Biosolids -- a growing field

In 1997, basketball coach Dean Smith of the University of North Carolina at Chapel Hill became the winningest coach in the history of college basketball, surpassing Adolph "The Baron" Rupp, legendary coach of the University of Kentucky Wildcats. When football fans think of great coaches, Don Shula, Tom Landry, Vince Lombardi and Bear Bryant come to mind. They all produced successful programs that they were able to successfully sustain for many years.

So, what do these bits of sports history and trivia have to do with biosolids recycling programs? They have to do with sustainability. And whether one is talking about sports, biosolids or other endeavors, how, or if, they will survive are always important questions. In fact, the words "survivability" and "sustainability" are, for all practical purposes, synonymous.

Over the past 10 years, beneficial biosolids recycling has increased more than twofold - from less than 30 percent to almost 60 percent of all biosolids generated from wastewater treatment operations.

Accusations of greenwashing
Unfortunately, the growth in popularity of biosolids recycling has not been matched by a parallel growth in the general public's understanding of the safety and community benefits associated with biosolids recycling. In fact, as biosolids recycling has become more commonplace, it has attracted more organized and more vocal opposition, as well as mass-media attention. In many locations, some opponents (who consider it "greenwashing") now view the term biosolids with cynicism.

Usually, this situation has occurred when people substitute the word biosolids for the term sewage sludge. Nothing could be further from the truth, however. Biosolids are no more untreated sewage sludge than gasoline is crude oil.

Webster's Collegiate Dictionary, 10th Edition, defines biosolids as "solid organic matter recovered from a sewage treatment process and used, especially as fertilizer." The key aspect of the definition of biosolids is that they are "used, especially as a fertilizer." In this context, the residuals (wastewater solids, sewage sludge, etc.) have been treated to quality criteria levels necessary for recycling - primarily as a nutrient source in agricultural applications.

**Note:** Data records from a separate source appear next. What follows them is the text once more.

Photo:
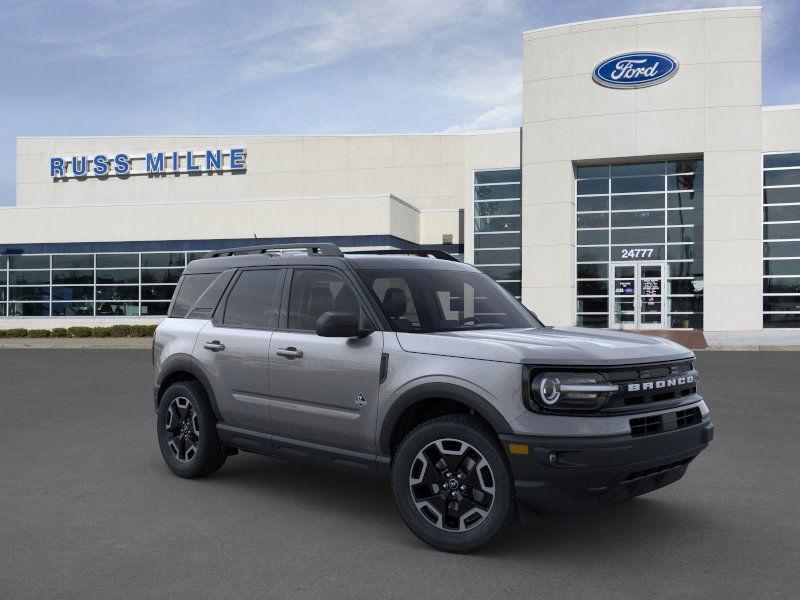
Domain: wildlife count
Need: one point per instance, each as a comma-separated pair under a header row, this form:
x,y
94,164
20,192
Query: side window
x,y
316,292
398,304
254,299
189,291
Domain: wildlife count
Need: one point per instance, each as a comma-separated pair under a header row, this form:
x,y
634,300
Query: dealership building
x,y
646,188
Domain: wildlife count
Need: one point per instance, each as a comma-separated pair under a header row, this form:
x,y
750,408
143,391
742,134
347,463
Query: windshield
x,y
430,301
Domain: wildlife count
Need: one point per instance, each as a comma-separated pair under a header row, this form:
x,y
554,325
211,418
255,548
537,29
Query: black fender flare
x,y
446,391
185,363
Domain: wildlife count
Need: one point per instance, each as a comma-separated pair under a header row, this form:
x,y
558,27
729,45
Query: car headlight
x,y
571,391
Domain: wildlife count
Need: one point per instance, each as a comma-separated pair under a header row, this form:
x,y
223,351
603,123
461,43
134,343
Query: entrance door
x,y
636,299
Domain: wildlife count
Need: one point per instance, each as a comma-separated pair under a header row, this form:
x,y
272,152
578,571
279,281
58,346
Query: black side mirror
x,y
340,324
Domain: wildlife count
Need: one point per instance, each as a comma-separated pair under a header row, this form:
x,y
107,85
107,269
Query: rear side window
x,y
253,301
189,291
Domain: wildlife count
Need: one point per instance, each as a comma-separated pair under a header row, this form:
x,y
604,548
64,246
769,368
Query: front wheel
x,y
452,484
186,429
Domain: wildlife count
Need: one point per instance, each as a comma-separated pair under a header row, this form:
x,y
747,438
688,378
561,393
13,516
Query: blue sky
x,y
152,67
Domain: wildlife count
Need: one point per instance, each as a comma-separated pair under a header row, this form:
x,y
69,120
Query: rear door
x,y
234,348
324,389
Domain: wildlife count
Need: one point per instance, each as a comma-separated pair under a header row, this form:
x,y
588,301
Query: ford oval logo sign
x,y
635,69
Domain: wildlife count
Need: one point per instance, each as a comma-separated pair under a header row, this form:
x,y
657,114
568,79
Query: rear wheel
x,y
452,484
187,434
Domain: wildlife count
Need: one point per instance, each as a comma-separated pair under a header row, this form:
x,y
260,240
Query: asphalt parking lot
x,y
88,510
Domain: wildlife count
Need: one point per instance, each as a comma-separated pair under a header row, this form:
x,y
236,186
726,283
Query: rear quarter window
x,y
190,289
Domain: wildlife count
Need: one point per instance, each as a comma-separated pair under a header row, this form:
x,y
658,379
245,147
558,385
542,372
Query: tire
x,y
187,433
462,503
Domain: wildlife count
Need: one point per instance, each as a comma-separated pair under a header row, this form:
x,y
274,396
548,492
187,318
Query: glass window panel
x,y
513,272
684,200
652,168
637,202
684,217
637,184
684,166
782,267
684,182
157,292
73,277
597,203
637,236
118,276
117,292
498,224
592,254
154,309
513,287
685,286
782,213
73,261
694,304
782,231
73,309
782,195
782,303
29,278
781,249
117,309
500,176
686,321
593,305
774,321
28,309
161,275
117,260
29,293
592,271
23,261
592,186
789,159
495,192
592,288
680,234
497,257
789,177
592,321
592,220
85,292
592,236
511,207
637,219
680,252
782,285
498,240
590,171
163,259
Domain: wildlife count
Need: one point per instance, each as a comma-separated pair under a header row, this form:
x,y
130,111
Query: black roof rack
x,y
324,249
440,254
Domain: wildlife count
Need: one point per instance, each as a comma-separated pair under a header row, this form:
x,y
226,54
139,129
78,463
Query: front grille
x,y
653,424
640,387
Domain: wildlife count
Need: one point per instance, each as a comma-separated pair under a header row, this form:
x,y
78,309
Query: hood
x,y
546,346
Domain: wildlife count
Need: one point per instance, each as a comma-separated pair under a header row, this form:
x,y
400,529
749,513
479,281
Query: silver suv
x,y
412,366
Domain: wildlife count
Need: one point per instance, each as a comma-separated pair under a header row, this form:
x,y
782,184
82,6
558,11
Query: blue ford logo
x,y
635,69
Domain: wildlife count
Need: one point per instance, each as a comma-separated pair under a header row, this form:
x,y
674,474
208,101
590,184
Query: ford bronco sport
x,y
413,366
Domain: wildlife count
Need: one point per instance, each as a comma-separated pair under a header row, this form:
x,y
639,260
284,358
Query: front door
x,y
637,295
323,389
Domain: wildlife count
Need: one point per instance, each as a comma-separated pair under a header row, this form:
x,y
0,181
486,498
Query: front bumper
x,y
568,474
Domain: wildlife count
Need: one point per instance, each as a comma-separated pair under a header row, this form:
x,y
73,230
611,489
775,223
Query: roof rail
x,y
440,254
324,249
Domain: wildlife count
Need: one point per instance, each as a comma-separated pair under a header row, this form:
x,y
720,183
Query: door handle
x,y
290,352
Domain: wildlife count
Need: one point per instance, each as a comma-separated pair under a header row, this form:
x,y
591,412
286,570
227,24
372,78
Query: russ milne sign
x,y
151,163
635,70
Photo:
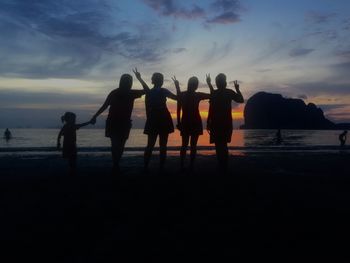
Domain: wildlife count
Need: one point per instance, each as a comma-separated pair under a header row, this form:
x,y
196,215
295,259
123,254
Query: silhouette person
x,y
7,134
219,123
342,138
278,137
68,131
118,124
158,118
190,122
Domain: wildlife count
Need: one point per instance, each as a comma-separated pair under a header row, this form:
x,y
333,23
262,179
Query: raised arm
x,y
102,109
143,83
208,79
78,126
237,97
177,85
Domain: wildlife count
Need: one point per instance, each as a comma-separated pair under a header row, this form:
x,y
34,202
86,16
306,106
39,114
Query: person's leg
x,y
72,162
163,141
151,141
118,144
185,140
194,140
222,153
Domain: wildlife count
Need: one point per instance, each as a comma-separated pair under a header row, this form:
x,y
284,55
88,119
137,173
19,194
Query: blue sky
x,y
68,55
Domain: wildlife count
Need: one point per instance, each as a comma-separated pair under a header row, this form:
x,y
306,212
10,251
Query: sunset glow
x,y
55,61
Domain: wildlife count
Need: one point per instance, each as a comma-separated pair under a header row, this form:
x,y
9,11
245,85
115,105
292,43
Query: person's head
x,y
157,79
125,82
68,117
220,81
192,84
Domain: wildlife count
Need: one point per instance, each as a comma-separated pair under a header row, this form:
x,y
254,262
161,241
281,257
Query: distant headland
x,y
272,111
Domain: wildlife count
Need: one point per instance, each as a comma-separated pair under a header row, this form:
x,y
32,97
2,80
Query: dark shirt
x,y
220,111
156,100
190,105
122,103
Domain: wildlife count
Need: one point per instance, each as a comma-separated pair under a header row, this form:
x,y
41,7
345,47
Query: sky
x,y
58,56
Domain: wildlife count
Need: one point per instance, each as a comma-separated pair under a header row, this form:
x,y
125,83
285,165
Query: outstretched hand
x,y
236,84
207,76
93,121
176,82
137,74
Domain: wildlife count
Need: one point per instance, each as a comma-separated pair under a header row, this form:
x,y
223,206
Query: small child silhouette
x,y
68,131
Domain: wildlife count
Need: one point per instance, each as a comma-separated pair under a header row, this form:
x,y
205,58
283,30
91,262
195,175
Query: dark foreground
x,y
280,207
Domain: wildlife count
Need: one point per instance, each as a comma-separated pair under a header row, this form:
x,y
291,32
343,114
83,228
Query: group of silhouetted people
x,y
158,119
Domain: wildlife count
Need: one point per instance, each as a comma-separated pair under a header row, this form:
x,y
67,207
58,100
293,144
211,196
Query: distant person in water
x,y
7,135
219,122
190,122
158,118
342,138
68,132
278,137
118,125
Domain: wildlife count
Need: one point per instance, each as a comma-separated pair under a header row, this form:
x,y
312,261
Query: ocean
x,y
93,140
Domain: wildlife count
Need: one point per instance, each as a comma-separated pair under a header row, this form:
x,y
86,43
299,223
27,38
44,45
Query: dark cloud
x,y
326,88
221,11
318,18
49,38
225,18
227,12
171,8
302,96
297,52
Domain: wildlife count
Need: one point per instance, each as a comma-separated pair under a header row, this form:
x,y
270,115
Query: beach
x,y
281,205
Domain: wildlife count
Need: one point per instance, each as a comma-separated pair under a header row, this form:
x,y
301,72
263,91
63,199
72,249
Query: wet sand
x,y
275,205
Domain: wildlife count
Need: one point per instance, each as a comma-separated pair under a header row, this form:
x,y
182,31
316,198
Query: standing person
x,y
190,122
278,137
7,134
118,124
158,122
69,134
342,138
219,123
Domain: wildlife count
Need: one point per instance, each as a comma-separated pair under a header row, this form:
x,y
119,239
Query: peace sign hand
x,y
236,84
137,74
207,76
176,82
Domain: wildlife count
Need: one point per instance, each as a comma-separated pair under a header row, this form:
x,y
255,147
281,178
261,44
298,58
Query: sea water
x,y
93,140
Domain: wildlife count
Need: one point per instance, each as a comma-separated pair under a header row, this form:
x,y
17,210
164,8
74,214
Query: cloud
x,y
318,18
297,52
227,12
225,18
170,8
220,11
302,96
65,39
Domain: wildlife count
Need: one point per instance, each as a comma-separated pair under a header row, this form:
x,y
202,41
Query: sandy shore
x,y
282,206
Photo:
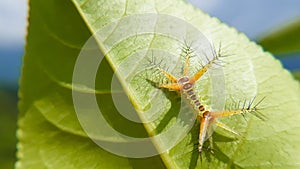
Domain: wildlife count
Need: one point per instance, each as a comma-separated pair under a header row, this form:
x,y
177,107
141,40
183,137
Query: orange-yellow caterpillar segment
x,y
173,86
186,65
199,74
228,113
205,121
225,127
168,76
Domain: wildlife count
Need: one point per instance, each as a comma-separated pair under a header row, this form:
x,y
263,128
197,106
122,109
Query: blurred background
x,y
273,23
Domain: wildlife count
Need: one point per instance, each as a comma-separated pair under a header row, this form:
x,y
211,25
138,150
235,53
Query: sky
x,y
254,18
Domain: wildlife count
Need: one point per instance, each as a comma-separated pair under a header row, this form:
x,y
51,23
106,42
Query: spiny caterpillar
x,y
206,117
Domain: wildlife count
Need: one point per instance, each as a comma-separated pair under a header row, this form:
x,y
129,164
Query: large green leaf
x,y
283,40
50,135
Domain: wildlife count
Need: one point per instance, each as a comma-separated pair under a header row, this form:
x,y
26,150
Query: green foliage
x,y
297,75
50,135
283,40
8,118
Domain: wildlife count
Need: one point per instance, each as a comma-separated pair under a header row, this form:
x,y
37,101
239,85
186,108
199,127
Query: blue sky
x,y
254,18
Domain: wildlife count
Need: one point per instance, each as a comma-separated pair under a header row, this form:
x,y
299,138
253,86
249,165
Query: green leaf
x,y
296,75
283,40
50,134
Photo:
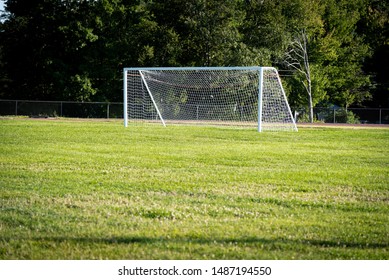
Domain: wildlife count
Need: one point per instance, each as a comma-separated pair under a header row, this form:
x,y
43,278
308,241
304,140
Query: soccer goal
x,y
221,96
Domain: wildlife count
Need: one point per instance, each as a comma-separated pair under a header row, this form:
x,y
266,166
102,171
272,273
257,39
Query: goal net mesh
x,y
207,97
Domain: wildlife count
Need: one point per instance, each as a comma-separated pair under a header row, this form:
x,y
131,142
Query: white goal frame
x,y
261,89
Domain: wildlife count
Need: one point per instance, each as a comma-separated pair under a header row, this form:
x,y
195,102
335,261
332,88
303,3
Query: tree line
x,y
75,50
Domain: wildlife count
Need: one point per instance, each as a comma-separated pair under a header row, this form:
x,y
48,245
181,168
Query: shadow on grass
x,y
244,241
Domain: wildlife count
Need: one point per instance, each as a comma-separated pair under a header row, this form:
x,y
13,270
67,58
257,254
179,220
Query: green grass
x,y
95,190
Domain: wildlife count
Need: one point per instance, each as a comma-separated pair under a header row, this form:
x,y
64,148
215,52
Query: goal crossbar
x,y
234,96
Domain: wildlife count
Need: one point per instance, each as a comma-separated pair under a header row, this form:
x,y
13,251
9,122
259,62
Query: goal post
x,y
221,96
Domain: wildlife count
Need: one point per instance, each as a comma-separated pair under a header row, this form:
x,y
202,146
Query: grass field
x,y
95,190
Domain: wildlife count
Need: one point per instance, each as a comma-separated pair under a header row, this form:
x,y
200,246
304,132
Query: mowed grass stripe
x,y
95,190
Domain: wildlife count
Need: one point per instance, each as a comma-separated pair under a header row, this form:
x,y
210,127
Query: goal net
x,y
225,96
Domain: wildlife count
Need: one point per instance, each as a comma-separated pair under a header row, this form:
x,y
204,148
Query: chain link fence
x,y
114,110
349,115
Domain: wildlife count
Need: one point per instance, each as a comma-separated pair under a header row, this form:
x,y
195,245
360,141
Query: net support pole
x,y
152,98
125,99
260,91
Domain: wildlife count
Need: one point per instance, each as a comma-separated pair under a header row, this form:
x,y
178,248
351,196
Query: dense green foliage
x,y
93,190
75,50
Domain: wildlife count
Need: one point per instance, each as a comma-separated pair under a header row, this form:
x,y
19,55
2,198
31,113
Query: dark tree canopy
x,y
76,49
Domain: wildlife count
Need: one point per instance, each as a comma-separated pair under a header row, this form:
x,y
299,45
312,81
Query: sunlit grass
x,y
95,190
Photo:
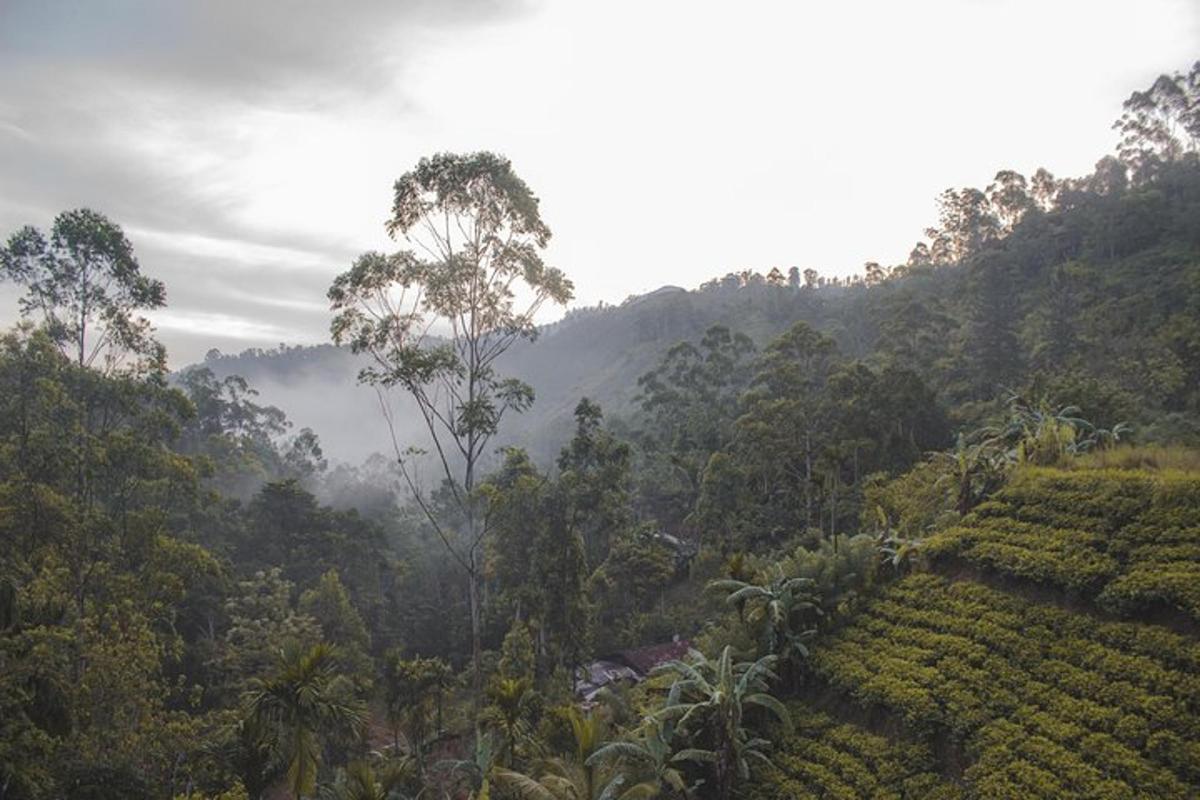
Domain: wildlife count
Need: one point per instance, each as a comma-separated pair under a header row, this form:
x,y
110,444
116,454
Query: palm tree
x,y
363,781
648,758
581,777
975,468
304,703
510,697
708,703
777,609
477,771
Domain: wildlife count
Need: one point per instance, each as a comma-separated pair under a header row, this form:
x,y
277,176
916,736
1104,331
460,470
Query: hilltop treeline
x,y
193,603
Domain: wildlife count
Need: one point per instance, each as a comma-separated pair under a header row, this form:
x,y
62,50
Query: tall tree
x,y
303,704
85,283
436,318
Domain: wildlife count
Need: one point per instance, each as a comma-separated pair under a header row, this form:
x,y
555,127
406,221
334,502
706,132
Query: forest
x,y
930,531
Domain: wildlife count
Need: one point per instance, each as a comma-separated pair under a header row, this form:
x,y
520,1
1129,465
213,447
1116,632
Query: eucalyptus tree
x,y
436,317
84,282
708,702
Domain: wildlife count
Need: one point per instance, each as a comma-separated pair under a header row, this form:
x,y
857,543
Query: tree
x,y
690,401
708,702
301,705
1161,124
477,239
85,283
647,759
594,479
1009,198
582,777
781,611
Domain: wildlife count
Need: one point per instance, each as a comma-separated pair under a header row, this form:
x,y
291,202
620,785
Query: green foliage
x,y
87,286
301,705
708,705
822,758
1127,539
1080,697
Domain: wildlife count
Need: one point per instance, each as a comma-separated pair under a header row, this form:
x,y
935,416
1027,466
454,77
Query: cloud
x,y
265,49
192,126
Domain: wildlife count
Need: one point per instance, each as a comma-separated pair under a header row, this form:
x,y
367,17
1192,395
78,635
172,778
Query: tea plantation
x,y
1055,693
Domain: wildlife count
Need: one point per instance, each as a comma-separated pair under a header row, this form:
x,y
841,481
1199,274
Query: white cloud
x,y
251,152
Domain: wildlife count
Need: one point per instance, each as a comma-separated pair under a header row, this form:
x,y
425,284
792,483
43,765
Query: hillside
x,y
1092,301
1019,673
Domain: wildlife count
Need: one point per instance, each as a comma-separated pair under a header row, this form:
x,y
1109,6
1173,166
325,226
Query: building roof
x,y
645,660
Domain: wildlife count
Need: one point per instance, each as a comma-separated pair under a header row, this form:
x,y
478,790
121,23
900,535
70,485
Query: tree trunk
x,y
477,647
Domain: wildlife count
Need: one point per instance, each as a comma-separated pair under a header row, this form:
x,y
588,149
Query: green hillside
x,y
1045,697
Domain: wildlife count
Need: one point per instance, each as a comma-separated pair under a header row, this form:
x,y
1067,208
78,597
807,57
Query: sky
x,y
249,148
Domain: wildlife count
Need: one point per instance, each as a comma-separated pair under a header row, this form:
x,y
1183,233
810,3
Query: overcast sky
x,y
249,146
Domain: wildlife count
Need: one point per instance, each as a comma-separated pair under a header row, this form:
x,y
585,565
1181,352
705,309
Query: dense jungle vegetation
x,y
933,531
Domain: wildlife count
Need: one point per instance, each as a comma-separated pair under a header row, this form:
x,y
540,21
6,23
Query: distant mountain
x,y
597,353
1093,301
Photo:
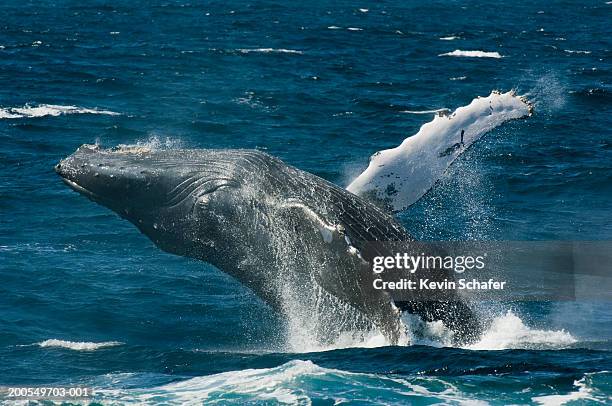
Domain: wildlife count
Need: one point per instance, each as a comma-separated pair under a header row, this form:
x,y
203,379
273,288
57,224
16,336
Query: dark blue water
x,y
295,81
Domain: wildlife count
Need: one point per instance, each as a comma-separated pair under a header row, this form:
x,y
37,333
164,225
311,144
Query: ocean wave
x,y
77,345
53,110
472,54
270,50
436,111
572,51
587,391
295,382
510,332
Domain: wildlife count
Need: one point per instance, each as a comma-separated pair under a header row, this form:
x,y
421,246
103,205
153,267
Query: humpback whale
x,y
291,237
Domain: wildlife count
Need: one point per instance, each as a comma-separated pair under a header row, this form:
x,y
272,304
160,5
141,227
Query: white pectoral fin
x,y
400,176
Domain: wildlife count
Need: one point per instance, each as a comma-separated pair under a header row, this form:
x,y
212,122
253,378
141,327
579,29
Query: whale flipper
x,y
398,177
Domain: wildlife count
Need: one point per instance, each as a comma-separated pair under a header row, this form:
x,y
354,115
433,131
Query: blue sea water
x,y
322,85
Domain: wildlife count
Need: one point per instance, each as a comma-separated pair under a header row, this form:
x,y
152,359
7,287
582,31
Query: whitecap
x,y
52,110
472,54
436,111
571,51
291,383
270,50
77,345
509,331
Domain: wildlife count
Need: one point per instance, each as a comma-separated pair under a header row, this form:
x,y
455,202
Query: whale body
x,y
291,237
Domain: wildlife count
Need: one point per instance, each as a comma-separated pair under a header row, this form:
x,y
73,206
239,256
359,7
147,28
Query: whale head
x,y
188,202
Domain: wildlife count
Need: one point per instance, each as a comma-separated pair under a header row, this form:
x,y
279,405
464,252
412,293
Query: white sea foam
x,y
270,50
402,175
583,394
436,111
509,331
294,382
78,345
53,110
572,51
472,54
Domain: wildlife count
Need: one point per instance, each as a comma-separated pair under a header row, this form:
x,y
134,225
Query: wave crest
x,y
52,110
77,345
473,54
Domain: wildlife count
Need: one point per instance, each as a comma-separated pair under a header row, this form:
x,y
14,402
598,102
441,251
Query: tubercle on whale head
x,y
159,191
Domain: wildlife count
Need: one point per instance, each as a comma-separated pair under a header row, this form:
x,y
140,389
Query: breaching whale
x,y
291,237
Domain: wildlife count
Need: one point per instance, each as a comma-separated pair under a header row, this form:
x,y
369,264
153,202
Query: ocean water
x,y
85,299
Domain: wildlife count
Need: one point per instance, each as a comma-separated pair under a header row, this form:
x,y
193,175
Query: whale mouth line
x,y
78,188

The term biosolids was coined in 1991 to replace the commonly used description "sludge," and adopted by the U.S. Environmental Protection Agency (EPA) in 1996 to better reflect the positive effects of more than 20 years of effort to clean the nation's waters through a massive wastewater treatment program.

The conversion process
It is important for all of us to realize and not forget the significant amount of time, money and resources that are expended by the wastewater treatment plant (WWTP) to convert untreated sewage sludge into biosolids so that they meet all of the applicable federal, state and local regulatory requirements for use or disposal. When we flush our toilets or wash kitchen wastes down the sink, do we know or have any understanding of what happens next, or how much it is going to cost? Conservative estimates show that 25 percent to 50 percent of a WWTP's budget is devoted to solids and sludge management coupled with the costs associated with disposal or beneficial biosolids recycling.

The WWTP is a very cost-effective and efficient operation processing and treating domestic, commercial and industrial, usually pretreated, wastewaters. Essentially, WWTP unit operations are designed to treat the wastewater by removing solids to produce as clean an effluent (discharge to surface waters) as possible. These unit operations consist of screening and grit removal, biological and chemical treatment, clarification - secondary solids separation - and disinfection. The solids and sludge generated and removed during the wastewater treatment process can be handled in a variety of ways.

The two most commonly used methods for sewage sludge treatment at WWTPs are aerobic digestion and anaerobic digestion. Occasionally, alkaline - usually lime - treatment is used. Under normal circumstances the digestion and/or alkaline treatment processes are sufficient to convert the sludge into biosolids. Sludges and biosolids are sometimes dewatered or further processed via additional alkaline treatment and drying, composting (envessel, windrowing or aerated static pile), or thermal drying. The degree of treatment, and the type of treatment, are determined by feasibility and market studies.

To be of value, these studies must be based upon location as well as the sludge and biosolids treatment methods employed by the WWTP or its contractor. For example, in rural areas where agricultural land is available, Class B biosolids are the product of choice among the agricultural community. Farmers want these biosolids because of their high nutrient value - saving farmers about $100 per acre in fertilizer costs - and associated increased crop yields. Additionally, Class B biosolids can be applied as liquid or cake in a similar manner to fertilizers and manures.

Numerous case studies have shown that the use of Class B biosolids is the most economical for the WWTP and most beneficial to the farmer and community at-large. In more populated urban areas, it may be necessary to produce Class A or Exceptional Quality (EQ) biosolids. EQ biosolids will be essential for distribution and marketing, especially for bagged products. However, in many areas, situations related to location, public perception and cost have resulted in sludge disposal via incineration or landfilling.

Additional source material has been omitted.